Attenti alla desertificazione (immaginaria)

Non ne posso più dell’allarmismo ambientalista. Non passa giorno senza che qualcuno si svegli e annunci catastrofi e disastri globali. L’ultimo è di pochi giorni fa: la Sicilia è a rischio desertificazione, dice un professore dell’Università di Catania. Gli invasi sono sotto il 10 per cento della loro capienza massima e le piogge dei giorni scorsi sono anomale ed eccezionali, concentrate solo in alcune zone della regione e a volte la quantità di acqua che si riversa in poche ore è quella di sei mesi. Conclusione: si rischiano danni alle colture agrumicole e olivicole, ma anche alle attività zootecniche legate ai pascoli.

La scarsità di piogge in alcune aree e l’eccesso in altre per effetto del cambiamento climatico, porta la Sicilia verso scenari di aridità, è la sentenza. «A settembre» scrive il Corriere della Sera «alcuni ricercatori dell’Università di Catania hanno registrato la moria di numerose querce, alberi dominanti della macchia mediterranea. E gli agricoltori in pieno autunno sono stati costretti a irrigare gli agrumi».

Non so quante piante siano morte a settembre, tuttavia so quali sono l’estensione boschiva della Sicilia e il territorio coltivato, perché l’Istat e la Regione fanno periodiche rilevazioni. Cominciamo dall’inventario forestale. Una relazione del maggio 2020 mette a confronto i dati del patrimonio boschivo al momento dell’istituzione dell’autonomia dell’isola (1947) con le più recenti rilevazioni. In totale, si passa da 102 mila ettari, pari al 4 per cento della superficie totale, a 221 mila ettari. Mica male per una regione che rischia la desertificazione. Nel dettaglio il rapporto ci spiega che «in tempi recenti, un significativo incremento del bosco è stato determinato dalla ricolonizzazione di aree boschive abbandonate, soprattutto dei frutteti». Ma soprattutto, ci dice che i rimboschimenti rappresentano da soli il 36 per cento del totale. Dunque, avere un esercito di forestali in Sicilia (pare siano 16 mila, poco meno di quelli impiegati in Canada) non è stato inutile. «Prescindendo dai rimboschimenti» ci illustra la relazione del 2020, «le specie più diffuse sul territorio regionale sono quelle di genere Quercus: in primo luogo le querce caducifoglie submontane, mesofile ma anche termomesofile, a seguire quelle sempreverdi mediterranee». Può darsi che, come ci informa il Corriere, si registri una moria di numerose querce, ma a meno che non siano morte nell’ultimo anno, al momento non pare esserci traccia di desertificazione. Anzi.
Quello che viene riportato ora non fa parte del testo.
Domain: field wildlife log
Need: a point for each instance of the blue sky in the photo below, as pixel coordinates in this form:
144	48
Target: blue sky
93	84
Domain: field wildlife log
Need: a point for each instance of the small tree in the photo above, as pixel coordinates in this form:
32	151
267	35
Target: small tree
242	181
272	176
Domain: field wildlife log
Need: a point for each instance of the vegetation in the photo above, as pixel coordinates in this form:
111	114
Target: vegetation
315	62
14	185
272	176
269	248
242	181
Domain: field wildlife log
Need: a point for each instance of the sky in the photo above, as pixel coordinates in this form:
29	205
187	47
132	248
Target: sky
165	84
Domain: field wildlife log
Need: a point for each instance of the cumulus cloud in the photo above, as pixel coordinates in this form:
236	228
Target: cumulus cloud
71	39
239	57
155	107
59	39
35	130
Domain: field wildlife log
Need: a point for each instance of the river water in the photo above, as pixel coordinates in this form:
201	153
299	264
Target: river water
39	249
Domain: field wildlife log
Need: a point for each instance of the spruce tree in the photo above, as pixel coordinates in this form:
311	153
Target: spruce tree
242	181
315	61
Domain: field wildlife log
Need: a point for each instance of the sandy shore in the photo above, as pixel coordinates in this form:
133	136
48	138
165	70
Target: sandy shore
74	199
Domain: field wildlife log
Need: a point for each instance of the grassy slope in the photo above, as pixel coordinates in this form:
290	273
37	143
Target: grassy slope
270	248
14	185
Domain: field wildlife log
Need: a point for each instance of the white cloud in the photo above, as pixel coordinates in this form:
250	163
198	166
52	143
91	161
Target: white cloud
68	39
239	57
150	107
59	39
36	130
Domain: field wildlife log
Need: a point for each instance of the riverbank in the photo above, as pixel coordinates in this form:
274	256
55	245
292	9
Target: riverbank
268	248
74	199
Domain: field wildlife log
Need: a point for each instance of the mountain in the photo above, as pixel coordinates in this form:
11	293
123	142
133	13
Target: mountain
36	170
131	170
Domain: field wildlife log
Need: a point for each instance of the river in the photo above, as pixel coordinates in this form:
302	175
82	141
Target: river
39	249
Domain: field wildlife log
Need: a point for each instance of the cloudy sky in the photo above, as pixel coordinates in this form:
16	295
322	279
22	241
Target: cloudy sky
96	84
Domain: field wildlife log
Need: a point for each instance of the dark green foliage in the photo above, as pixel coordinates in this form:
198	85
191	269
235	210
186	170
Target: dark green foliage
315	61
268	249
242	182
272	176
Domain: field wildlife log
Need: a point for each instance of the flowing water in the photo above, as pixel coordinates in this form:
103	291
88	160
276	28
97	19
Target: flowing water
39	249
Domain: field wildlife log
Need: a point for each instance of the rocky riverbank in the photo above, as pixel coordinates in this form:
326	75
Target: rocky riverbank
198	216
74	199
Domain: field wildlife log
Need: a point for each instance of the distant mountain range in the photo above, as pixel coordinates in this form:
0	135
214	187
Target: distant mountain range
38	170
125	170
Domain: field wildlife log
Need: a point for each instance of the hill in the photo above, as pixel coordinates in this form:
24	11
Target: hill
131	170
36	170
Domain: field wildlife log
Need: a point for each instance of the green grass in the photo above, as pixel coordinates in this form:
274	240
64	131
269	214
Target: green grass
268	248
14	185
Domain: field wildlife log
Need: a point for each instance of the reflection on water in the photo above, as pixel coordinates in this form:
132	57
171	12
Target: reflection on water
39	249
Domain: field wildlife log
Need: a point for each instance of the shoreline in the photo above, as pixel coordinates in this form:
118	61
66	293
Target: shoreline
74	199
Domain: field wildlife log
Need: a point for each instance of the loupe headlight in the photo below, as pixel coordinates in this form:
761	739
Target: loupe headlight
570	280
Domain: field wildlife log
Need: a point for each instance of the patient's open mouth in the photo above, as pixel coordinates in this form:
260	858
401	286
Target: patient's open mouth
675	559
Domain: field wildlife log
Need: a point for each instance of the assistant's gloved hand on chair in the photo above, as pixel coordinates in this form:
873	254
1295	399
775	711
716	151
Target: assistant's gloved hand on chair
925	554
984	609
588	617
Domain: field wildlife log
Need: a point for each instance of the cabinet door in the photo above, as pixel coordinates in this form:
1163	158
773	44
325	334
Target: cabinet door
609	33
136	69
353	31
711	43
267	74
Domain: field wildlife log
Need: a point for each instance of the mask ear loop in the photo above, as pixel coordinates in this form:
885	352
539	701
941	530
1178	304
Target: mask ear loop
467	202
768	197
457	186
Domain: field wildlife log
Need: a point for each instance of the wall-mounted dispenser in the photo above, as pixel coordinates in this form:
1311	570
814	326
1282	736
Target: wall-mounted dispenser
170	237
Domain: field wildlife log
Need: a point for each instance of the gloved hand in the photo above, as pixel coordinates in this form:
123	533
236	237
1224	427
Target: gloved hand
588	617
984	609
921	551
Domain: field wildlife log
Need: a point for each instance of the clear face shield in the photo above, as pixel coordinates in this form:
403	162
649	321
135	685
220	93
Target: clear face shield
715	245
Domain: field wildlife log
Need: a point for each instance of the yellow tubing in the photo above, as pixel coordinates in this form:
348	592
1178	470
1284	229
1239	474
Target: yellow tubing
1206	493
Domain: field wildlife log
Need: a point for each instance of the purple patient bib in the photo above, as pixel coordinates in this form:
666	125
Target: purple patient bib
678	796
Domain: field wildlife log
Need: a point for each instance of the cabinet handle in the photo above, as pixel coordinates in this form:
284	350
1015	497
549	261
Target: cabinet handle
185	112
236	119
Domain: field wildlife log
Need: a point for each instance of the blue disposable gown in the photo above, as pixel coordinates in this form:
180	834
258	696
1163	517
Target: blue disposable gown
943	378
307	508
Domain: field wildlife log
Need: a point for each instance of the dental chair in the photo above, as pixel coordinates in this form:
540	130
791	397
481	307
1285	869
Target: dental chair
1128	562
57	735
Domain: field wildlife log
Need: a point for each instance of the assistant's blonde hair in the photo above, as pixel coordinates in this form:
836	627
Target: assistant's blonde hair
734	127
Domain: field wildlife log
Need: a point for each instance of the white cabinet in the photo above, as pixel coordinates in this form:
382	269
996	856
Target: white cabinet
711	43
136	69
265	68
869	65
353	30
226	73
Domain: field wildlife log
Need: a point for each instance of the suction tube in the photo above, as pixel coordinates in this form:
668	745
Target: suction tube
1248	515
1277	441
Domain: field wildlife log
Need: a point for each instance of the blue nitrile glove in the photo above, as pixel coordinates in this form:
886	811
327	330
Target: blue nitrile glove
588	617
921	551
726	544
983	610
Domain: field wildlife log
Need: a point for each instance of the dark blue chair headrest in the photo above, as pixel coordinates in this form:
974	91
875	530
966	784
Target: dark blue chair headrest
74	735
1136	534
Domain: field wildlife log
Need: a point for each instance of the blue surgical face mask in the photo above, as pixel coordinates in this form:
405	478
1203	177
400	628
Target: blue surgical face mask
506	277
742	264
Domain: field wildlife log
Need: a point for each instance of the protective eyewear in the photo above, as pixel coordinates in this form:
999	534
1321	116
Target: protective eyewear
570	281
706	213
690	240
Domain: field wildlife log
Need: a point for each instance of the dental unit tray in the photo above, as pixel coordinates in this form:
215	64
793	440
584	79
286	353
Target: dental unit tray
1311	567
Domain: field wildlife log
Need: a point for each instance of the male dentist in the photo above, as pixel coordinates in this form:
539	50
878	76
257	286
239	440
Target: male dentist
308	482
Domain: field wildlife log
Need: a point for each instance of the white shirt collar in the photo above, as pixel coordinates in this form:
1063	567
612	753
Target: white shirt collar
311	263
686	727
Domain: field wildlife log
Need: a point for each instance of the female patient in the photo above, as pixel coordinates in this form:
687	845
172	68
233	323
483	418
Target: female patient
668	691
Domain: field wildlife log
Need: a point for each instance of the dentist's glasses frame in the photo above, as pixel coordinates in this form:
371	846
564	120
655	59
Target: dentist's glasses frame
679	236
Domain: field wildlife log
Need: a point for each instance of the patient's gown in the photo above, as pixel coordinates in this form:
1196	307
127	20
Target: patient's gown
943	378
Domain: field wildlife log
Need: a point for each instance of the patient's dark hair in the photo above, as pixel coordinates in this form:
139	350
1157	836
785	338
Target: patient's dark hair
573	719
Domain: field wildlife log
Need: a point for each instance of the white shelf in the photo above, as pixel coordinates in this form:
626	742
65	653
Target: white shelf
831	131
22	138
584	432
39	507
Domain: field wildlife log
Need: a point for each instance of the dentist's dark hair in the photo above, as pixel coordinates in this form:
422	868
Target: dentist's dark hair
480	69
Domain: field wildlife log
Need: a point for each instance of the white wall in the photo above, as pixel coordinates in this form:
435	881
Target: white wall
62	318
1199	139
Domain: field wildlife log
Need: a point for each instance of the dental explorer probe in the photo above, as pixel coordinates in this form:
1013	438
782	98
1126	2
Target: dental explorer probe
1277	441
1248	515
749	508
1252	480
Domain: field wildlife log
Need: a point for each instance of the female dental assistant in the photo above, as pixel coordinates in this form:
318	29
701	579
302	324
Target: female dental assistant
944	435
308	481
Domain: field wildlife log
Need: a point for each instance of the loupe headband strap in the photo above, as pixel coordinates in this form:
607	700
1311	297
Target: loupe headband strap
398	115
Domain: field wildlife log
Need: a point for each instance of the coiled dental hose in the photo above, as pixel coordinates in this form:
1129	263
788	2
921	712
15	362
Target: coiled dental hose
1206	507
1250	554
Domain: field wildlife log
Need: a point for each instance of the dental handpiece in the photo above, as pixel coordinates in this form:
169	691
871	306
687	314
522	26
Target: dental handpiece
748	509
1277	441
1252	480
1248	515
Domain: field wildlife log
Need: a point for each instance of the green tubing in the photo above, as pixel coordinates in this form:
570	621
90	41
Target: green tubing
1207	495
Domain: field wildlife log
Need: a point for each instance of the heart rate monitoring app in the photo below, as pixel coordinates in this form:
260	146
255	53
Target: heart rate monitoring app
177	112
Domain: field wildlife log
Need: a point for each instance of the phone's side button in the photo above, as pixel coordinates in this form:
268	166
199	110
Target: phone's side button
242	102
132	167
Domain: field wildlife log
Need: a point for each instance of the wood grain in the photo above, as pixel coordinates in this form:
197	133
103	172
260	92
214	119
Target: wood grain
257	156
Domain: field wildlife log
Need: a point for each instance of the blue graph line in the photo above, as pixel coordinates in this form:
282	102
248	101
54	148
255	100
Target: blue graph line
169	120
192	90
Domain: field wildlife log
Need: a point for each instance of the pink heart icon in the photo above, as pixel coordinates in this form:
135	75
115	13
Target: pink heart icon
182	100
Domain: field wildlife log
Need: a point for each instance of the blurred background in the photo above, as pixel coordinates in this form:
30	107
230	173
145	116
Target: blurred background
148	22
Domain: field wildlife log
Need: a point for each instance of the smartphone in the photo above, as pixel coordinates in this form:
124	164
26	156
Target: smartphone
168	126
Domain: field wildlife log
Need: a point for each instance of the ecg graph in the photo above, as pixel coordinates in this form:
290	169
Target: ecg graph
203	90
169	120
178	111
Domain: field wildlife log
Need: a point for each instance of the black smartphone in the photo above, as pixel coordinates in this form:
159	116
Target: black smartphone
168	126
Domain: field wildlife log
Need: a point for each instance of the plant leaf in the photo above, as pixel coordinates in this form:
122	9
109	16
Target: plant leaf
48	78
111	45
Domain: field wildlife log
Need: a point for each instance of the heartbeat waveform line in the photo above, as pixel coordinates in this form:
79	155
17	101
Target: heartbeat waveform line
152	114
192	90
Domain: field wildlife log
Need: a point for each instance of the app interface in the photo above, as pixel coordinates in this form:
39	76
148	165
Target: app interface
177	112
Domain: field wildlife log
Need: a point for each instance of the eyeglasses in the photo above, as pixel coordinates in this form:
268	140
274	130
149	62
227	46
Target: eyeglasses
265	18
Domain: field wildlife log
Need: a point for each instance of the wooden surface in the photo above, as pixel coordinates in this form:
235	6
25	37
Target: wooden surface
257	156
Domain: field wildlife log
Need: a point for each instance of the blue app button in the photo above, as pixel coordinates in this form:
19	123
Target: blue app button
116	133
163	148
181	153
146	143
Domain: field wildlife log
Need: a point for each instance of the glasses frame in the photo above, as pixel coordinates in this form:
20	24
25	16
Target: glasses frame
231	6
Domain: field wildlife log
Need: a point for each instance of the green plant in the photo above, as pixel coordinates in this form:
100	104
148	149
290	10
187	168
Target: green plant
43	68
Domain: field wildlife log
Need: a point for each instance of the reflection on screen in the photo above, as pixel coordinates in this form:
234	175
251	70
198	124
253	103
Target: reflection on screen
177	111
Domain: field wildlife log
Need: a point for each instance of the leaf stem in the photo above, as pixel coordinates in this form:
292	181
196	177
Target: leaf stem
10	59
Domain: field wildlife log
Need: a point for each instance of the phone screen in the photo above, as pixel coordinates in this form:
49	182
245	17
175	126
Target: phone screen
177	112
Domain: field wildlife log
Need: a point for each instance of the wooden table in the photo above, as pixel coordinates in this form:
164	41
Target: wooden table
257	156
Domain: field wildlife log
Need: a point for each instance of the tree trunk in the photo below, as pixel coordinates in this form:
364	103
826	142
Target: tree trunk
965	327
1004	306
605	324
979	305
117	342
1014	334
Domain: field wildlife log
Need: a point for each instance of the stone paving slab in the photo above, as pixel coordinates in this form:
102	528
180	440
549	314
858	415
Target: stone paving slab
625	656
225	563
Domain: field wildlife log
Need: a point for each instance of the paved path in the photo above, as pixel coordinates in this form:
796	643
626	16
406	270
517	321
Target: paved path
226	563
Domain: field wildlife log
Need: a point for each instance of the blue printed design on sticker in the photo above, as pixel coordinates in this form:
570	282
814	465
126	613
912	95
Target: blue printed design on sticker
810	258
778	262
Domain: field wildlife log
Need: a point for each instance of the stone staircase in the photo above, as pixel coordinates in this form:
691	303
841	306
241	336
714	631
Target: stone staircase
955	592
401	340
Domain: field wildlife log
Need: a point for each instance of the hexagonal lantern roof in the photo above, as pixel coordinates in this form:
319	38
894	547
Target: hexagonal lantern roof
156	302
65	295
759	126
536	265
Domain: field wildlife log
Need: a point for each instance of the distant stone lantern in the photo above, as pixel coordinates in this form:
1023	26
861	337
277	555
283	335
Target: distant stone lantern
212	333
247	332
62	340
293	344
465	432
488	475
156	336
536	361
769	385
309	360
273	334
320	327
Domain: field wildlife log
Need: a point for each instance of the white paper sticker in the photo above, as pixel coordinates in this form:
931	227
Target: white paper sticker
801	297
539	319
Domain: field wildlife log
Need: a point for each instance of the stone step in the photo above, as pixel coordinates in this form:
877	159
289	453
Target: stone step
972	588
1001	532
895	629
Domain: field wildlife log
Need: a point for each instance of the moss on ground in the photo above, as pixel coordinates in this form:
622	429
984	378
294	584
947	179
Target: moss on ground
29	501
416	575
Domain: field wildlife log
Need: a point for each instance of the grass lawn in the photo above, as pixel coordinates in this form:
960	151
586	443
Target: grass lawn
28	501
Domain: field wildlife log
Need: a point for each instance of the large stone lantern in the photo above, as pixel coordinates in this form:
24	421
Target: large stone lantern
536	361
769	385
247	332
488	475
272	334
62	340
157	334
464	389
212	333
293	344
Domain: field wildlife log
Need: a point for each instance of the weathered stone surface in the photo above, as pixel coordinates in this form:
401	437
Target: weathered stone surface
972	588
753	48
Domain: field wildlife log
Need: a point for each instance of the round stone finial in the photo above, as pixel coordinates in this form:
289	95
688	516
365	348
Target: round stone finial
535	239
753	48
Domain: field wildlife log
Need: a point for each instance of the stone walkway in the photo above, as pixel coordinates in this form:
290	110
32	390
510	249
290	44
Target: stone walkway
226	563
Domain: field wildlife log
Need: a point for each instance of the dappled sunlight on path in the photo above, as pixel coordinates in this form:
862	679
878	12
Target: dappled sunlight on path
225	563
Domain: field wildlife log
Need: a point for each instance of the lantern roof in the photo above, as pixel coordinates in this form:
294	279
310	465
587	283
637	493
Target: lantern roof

E veniamo al secondo allarme, per cui sarebbero a repentaglio le produzioni agricole e zootecniche. È appena uscito un dettagliato rapporto sul settore in Sicilia a cura del Crea, il Consiglio per la ricerca in agricoltura e l’analisi dell’economia agraria. Sono un centinaio di pagine, ma il succo è che le coltivazioni nell’isola sono in aumento. La fotografia dell’andamento del sistema agroindustriale regionale, infatti, mostra un settore in crescita del 4 per cento rispetto alla media del periodo 2013-2022. Nella sintesi di pagina 26 si legge: «Il valore della produzione a prezzi base del settore agricoltura, silvicoltura e pesca in Sicilia nel 2023 è aumentato di quasi 7 punti percentuali rispetto al 2021. Tra le coltivazioni agricole, nel corso del 2023, cresce per il secondo anno consecutivo il valore della produzione degli agrumi (23,8 per cento rispetto al 2022 e 26,5 tra il 2021 e 2022) e delle coltivazioni legnose (+12 per cento). La produzione olivicola aumenta del 19 per cento, mentre tra i prodotti della zootecnia la crescita maggiore si registra per uova (+15,3 per cento), latte (+9,7) e miele (+9)».

Desertificazione? A rischio le colture agrumicole, olivicole e le attività zootecniche? A leggere i dati non si direbbe. Certo, se poi si vuol fare il discorso degli invasi che risalgono al secolo scorso, delle condutture che perdono acqua da tutte le parti e condannano spesso i siciliani ai rubinetti a secco, si può essere d’accordo, ma l’idea che il cambiamento climatico stia trasformando la Sicilia nel Sahara non sembra proprio corrispondere alla realtà. Semmai pare rispondere all’esigenza di trovare nel surriscaldamento globale la colpa di ogni cosa, oltre che uno strumento straordinario per ottenere visibilità e giustificare tutto: pure l’aumento del prezzo dei servizi e la necessità di sostituire macchine e caldaie con altre più rispettose dell’ambiente. E, guarda caso, anche più costose.